05 June 2011


I assume all of you have seen the #YAsaves trend on Twitter, but if not, check it out.  I've read a few hauntingly powerful posts in reflection of the @wsj article and have been inspired to add my voice to the mix.

The most important thing I've noticed from all the tweets are the many people who have written that they wish they would have had access to the YA books that teenagers have today.  I was lucky to have grown up when YA books were becoming popular, though not as they are today.

Depite having a wide group of friends, several best friends, and always havign something to do on weekends, I grew up a very lonely girl.  My close family saved me from expressing my sadness and lonliness in negative ways, but it wasn't until the end of college that I finally understood that lonely was just a part of me.  Once I accepted that, it became okay and it no longer hurts me like it once did.

While I don't have a story like many of those I have read, I still connect and understand that it was books that saved me.  I spent enormous amounts of time at the library, feeling the bindings of books, wanting to jump between their pages.  Concocting stories of my own is what carried me from day to day.  When I didn't know how to express what I felt, books did.  This is why I write- I want to give that to another person who needs it.  In books, there is always a safe place to escape to when the real world doesn't provide that.

YA isn't too dark, it reflects reality and educates teenagers on aspects of life they need to know about.  More often than not, kids don't become aware of issues like anorexia, cutting, suicide, and rape until it confronts them in real life.  This should not be the case.  Kids need a safe place they can learn about these things and know how to react when they happen in life.  I say there needs to be more YA and absolutely, never in any way, should there be censorship of the written word.

Thank you to everyone out there for helping put to words why I write and read, and why YAsaves


  1. Such good points Juliana! Books have always been a sort of therapy for my soul. I think teens reading these books may not know all about the issues in them...just like we don't know about zombie apocolypses or what have you, but it doesn't mean I want to go out and get in one just because I read it.

  2. Great post! Such good points here. While the things that I write are no where near as dark as some of those that I've read, I absolutely think that those books have a place and a purpose.
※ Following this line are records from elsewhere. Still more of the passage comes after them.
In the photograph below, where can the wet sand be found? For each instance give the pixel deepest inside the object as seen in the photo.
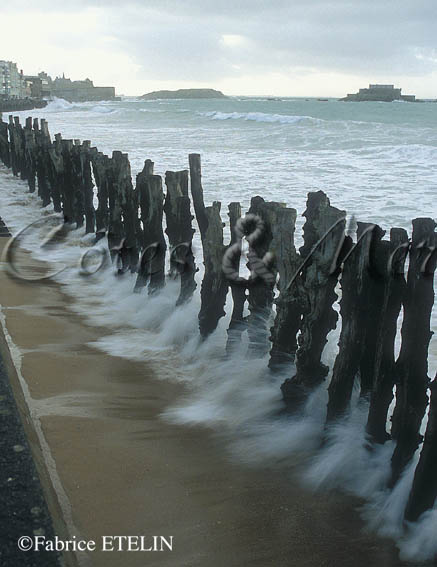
(119, 469)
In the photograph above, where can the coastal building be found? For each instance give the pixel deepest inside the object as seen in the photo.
(12, 84)
(379, 93)
(15, 85)
(77, 91)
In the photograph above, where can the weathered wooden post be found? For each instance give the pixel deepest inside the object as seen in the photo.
(19, 148)
(41, 155)
(50, 154)
(288, 304)
(77, 183)
(238, 286)
(66, 176)
(261, 294)
(29, 157)
(323, 232)
(4, 144)
(356, 308)
(424, 490)
(122, 222)
(87, 186)
(180, 232)
(412, 364)
(151, 200)
(13, 146)
(214, 285)
(392, 256)
(102, 173)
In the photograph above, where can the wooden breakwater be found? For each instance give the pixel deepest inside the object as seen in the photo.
(18, 104)
(293, 327)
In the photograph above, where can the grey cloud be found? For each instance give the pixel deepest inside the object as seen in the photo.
(181, 39)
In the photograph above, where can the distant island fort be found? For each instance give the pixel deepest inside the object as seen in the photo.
(379, 93)
(184, 93)
(23, 92)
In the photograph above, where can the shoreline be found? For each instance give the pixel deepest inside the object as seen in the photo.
(102, 413)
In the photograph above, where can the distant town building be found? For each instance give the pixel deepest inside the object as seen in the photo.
(15, 85)
(79, 91)
(380, 93)
(12, 83)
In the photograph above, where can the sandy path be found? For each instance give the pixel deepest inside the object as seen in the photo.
(124, 471)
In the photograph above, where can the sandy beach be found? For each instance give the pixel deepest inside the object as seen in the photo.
(112, 466)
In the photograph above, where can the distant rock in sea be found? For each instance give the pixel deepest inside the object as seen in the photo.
(185, 93)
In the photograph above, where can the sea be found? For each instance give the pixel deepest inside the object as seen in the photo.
(376, 161)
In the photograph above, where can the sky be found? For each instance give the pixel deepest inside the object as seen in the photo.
(242, 47)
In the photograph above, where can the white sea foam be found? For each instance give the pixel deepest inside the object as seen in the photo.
(257, 117)
(364, 166)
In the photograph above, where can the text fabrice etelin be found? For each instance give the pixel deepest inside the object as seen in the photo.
(106, 543)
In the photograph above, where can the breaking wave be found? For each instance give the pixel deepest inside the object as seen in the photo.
(257, 117)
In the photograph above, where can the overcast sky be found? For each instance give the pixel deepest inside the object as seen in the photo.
(282, 47)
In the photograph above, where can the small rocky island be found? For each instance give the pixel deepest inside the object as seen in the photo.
(184, 93)
(379, 93)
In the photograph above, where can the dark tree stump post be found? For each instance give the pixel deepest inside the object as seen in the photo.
(424, 490)
(237, 324)
(4, 144)
(180, 232)
(151, 200)
(358, 303)
(19, 148)
(41, 157)
(214, 285)
(87, 186)
(13, 146)
(261, 290)
(29, 155)
(51, 153)
(102, 175)
(384, 379)
(412, 364)
(77, 184)
(319, 284)
(288, 304)
(66, 177)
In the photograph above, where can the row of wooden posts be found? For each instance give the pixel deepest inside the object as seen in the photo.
(374, 288)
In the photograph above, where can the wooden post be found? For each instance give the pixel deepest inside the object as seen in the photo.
(29, 157)
(237, 324)
(288, 304)
(412, 364)
(180, 232)
(4, 144)
(102, 174)
(151, 200)
(261, 289)
(87, 186)
(424, 490)
(214, 285)
(393, 255)
(13, 146)
(358, 295)
(318, 282)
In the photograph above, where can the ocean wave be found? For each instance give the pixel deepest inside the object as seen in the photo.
(258, 117)
(62, 105)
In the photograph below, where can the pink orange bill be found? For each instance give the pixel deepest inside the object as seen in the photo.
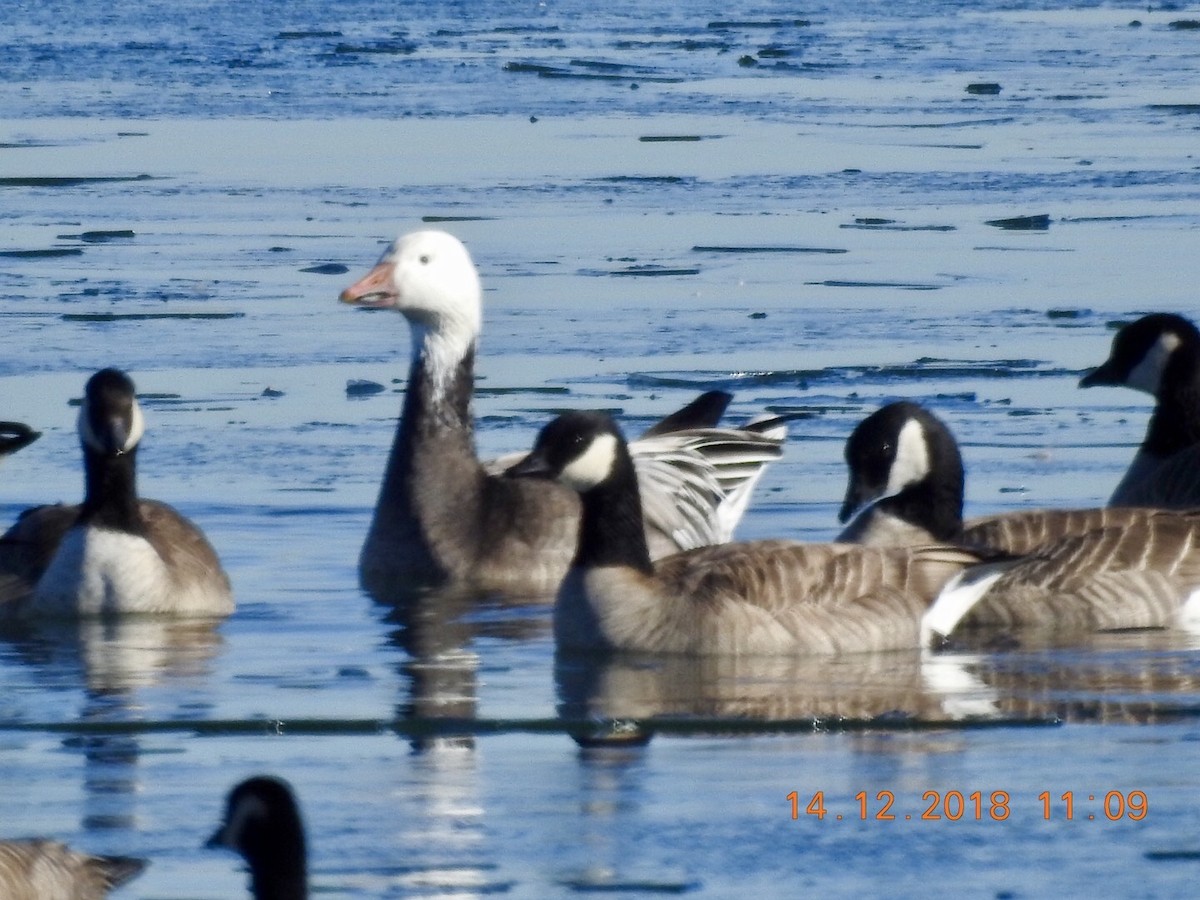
(373, 289)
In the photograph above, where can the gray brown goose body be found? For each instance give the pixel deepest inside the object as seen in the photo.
(1078, 569)
(442, 519)
(40, 869)
(1159, 354)
(741, 598)
(113, 553)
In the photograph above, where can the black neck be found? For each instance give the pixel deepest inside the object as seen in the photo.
(111, 497)
(1175, 423)
(283, 876)
(937, 508)
(611, 531)
(283, 882)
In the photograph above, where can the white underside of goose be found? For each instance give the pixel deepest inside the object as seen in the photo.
(957, 599)
(97, 571)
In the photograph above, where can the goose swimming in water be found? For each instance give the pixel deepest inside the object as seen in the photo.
(114, 553)
(1083, 569)
(743, 598)
(443, 520)
(1159, 354)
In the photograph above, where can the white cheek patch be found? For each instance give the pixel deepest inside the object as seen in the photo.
(911, 463)
(137, 429)
(593, 466)
(1147, 375)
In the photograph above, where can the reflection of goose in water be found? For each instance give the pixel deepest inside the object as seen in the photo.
(441, 519)
(117, 655)
(1119, 677)
(743, 691)
(262, 822)
(13, 436)
(39, 869)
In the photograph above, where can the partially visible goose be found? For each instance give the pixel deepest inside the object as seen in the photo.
(442, 520)
(1159, 354)
(39, 869)
(262, 822)
(745, 598)
(13, 436)
(113, 553)
(1085, 569)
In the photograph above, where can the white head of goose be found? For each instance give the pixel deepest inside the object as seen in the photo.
(745, 598)
(39, 869)
(444, 520)
(1085, 569)
(114, 553)
(1159, 354)
(13, 436)
(262, 822)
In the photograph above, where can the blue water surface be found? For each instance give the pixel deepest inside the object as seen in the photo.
(789, 203)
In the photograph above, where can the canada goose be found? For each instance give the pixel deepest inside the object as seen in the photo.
(747, 598)
(442, 520)
(15, 436)
(1090, 569)
(262, 822)
(39, 869)
(113, 553)
(1159, 354)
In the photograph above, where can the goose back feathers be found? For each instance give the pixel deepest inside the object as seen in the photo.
(1089, 569)
(1159, 354)
(442, 519)
(761, 597)
(113, 553)
(39, 869)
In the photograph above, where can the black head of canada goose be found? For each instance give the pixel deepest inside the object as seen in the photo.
(262, 822)
(39, 869)
(1159, 354)
(445, 520)
(13, 436)
(113, 553)
(1083, 569)
(743, 598)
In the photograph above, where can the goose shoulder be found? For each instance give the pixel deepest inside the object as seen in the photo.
(27, 550)
(1031, 531)
(1173, 483)
(1139, 570)
(40, 869)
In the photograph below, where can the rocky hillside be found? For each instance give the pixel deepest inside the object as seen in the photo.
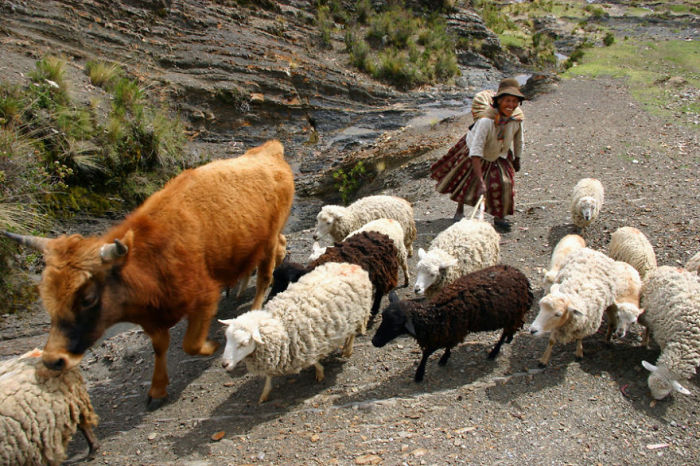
(235, 72)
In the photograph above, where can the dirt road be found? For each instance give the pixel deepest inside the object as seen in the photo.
(476, 411)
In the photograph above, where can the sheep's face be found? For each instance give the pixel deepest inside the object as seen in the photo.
(316, 251)
(324, 223)
(430, 267)
(240, 341)
(555, 310)
(394, 323)
(587, 206)
(627, 314)
(662, 382)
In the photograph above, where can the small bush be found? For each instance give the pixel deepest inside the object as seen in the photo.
(102, 74)
(609, 39)
(348, 182)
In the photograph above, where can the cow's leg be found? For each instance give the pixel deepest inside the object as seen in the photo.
(160, 339)
(195, 341)
(263, 280)
(544, 360)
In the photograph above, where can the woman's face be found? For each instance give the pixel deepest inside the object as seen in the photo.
(507, 104)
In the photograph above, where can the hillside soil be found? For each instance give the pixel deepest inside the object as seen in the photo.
(369, 410)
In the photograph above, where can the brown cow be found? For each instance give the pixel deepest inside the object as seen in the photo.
(168, 260)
    PS: I tagged you in a writing meme on my blog, check it out if you get a chance :)

  3. Thanks for this post. Reading some of the YAsaves tweets was not only eye-opening but inspiring. I definitely believe in the power of books to entertain, educate, and comfort.

  4. When I grew up, there wasn't what we'd call YA. In junior high I remember reading a bunch of romance books (not suited for kids) and also a bunch of horror books as well (again, not suited for kids). I read all of the VC Andrews books while a young teen (I mean, brother and sister love is not a good thing for kids to be reading--I'm talking inappropriate love).

    Where were my parents? They were around. They knew. But what could they do when they had a kid who always had her nose in a book and was beyond Judy Blume?

    My son is 14. At his age I knew more about stuff than any 14 yr old ever should. Thankfully, for him, there are plenty of appropriate options for him to read and enjoy on his level. For that, I'm thankful.